Key words: Breast neoplasms; Receptors, estrogen; Receptors, progesterone; Disease-free survival; Croatia
Introduction
Breast cancer is still the most common malignant tumor in women and a significant healthcare issue (1). As it is well known, breast cancer is a heterogeneous disease (2), the course and outcome of which is assessed by prognostic parameters including tumor size, histologic grade, histologic subtype and lymph node involvement, along with estrogen (ER) and progesterone (PR) receptor expression (3). Different breast cancer classifications use these parameters to most accurately assess disease outcome and modify oncologic therapy by the more individualistic approach. However, the most recent molecular research has attributed a new classification that divides breast cancer into 4 subtypes (luminal A, luminal B, HER2 positive and basal-like). This classification was accepted at the 12th St. Gallen International Breast Cancer Conference held in 2011, and it is now widely used. The classification itself is based primarily on the expression of single gene groups (expression of ER and PR in luminal subtypes or HER2 and proliferation gene groups in basal-like and HER2 positive subtypes), although the financially more acceptable and accessible immunohistochemical interpretation of ER, PR and HER2 receptors, as well as Ki-67 proliferation index, which are needed to place the tumor in a precise group, has been accepted as an appropriate replacement method. By using the immunohistochemistry method, breast cancers are also classified into four groups: luminal A, luminal B, HER2 positive and triple negative (4).
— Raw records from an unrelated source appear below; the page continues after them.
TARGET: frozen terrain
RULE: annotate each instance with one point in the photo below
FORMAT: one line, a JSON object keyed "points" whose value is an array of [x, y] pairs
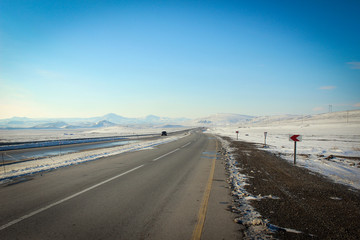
{"points": [[31, 135], [330, 142], [49, 163]]}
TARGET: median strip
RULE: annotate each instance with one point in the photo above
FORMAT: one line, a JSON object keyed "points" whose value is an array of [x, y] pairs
{"points": [[203, 208]]}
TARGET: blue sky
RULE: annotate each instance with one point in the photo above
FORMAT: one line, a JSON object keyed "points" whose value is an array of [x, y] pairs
{"points": [[178, 58]]}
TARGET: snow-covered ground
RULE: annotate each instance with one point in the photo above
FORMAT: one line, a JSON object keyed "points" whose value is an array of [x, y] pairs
{"points": [[328, 147], [49, 163], [31, 135]]}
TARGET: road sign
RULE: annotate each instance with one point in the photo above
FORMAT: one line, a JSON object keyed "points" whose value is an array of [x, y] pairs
{"points": [[265, 134], [295, 138]]}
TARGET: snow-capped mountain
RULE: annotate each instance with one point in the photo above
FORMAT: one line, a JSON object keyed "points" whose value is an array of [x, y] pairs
{"points": [[223, 119]]}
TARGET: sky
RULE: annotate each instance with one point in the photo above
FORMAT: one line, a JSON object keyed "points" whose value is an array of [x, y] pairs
{"points": [[190, 59]]}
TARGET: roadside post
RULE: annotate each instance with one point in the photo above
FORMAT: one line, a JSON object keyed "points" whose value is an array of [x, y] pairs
{"points": [[3, 162], [295, 138], [265, 134]]}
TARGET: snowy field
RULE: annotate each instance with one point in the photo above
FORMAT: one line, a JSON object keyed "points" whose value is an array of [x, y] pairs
{"points": [[50, 163], [330, 147], [30, 135]]}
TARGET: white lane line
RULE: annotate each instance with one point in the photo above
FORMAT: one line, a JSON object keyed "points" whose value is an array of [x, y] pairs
{"points": [[186, 145], [166, 154], [65, 199]]}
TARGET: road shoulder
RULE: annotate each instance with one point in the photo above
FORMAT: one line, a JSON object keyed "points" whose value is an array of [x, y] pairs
{"points": [[219, 222]]}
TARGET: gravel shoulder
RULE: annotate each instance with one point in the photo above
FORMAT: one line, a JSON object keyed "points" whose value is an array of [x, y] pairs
{"points": [[301, 200]]}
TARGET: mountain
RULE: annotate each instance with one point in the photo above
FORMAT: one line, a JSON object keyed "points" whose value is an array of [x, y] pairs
{"points": [[107, 120], [223, 119], [52, 125], [103, 123]]}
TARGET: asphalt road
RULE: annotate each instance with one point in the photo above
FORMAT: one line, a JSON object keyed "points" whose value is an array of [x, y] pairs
{"points": [[175, 191]]}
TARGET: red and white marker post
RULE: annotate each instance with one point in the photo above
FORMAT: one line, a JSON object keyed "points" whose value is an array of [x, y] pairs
{"points": [[295, 138], [265, 134]]}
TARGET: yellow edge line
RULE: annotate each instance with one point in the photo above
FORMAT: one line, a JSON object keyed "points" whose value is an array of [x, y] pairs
{"points": [[203, 208]]}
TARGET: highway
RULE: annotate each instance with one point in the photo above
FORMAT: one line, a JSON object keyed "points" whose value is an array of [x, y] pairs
{"points": [[175, 191]]}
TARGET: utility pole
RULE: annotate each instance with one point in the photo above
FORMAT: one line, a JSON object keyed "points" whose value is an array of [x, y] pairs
{"points": [[330, 108], [3, 162]]}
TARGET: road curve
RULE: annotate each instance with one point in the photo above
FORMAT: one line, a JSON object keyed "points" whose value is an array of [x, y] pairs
{"points": [[152, 194]]}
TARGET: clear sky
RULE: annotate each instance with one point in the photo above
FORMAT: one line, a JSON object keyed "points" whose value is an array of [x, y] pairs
{"points": [[74, 58]]}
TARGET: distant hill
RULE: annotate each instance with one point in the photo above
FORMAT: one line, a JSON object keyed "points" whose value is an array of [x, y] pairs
{"points": [[107, 120], [223, 119]]}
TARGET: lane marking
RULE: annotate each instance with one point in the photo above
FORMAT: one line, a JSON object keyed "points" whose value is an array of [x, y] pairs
{"points": [[186, 144], [203, 207], [166, 154], [65, 199]]}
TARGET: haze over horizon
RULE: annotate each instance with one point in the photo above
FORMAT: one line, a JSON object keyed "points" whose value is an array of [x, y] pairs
{"points": [[178, 59]]}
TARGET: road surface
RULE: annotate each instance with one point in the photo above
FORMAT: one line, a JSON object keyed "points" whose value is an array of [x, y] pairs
{"points": [[175, 191]]}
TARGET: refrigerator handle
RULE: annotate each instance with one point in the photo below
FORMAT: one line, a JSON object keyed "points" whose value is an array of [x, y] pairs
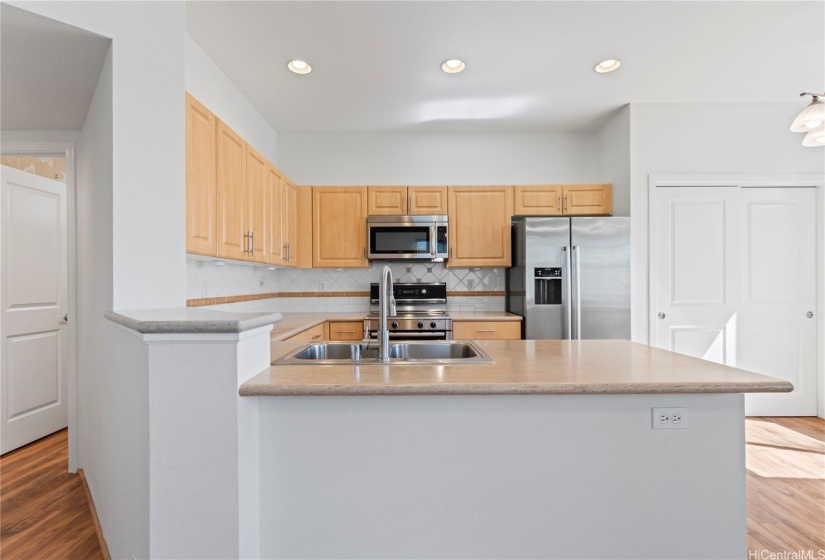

The hormone positive tumors fall into the category of luminal A or luminal B subtypes, mostly dependent on the Ki-67 proliferation index, which is higher in the luminal B subtype. At the 13th St. Gallen Consensus Conference held in 2013, a cut-off value of 20% was proposed for Ki-67; using it, tumors with higher values are placed into luminal B subtype, as well as those tumors that have weaker expression (less than 20%) of ER or PR, in addition to tumors that have one negative receptor (5). Luminal A subtype cancer have better and more favorable outcome and it is also well known that they have better response to hormonal therapy than luminal B cancers; in fact, it is the most heterogeneous subtype of breast cancer. The Ki-67 proliferation index has a considerable range in this subtype of cancer (20%-100%), but even more diversiform is the positivity span of hormones that can differ from only focal mild positivity in a single tumor cell to diffuse intensive positivity in all tumor cells (6). Given that the heterogeneity of this tumor subtype is also reflected in disease outcome (7), the question arises whether the luminal B (HER2 negative) population with lower Ki-67 proliferation index and more intensive and diffuse positivity of receptors is the one that is more similar to the luminal A subtype (with better prognosis), both by response to hormone therapy and less aggressive behavior, and whether this group of luminal B (HER2 negative) cancers can be divided into subgroups of those with better and worse outcomes (by immunohistochemical assessment of ER, PR and Ki-67 and in correlation with the common prognostic parameters).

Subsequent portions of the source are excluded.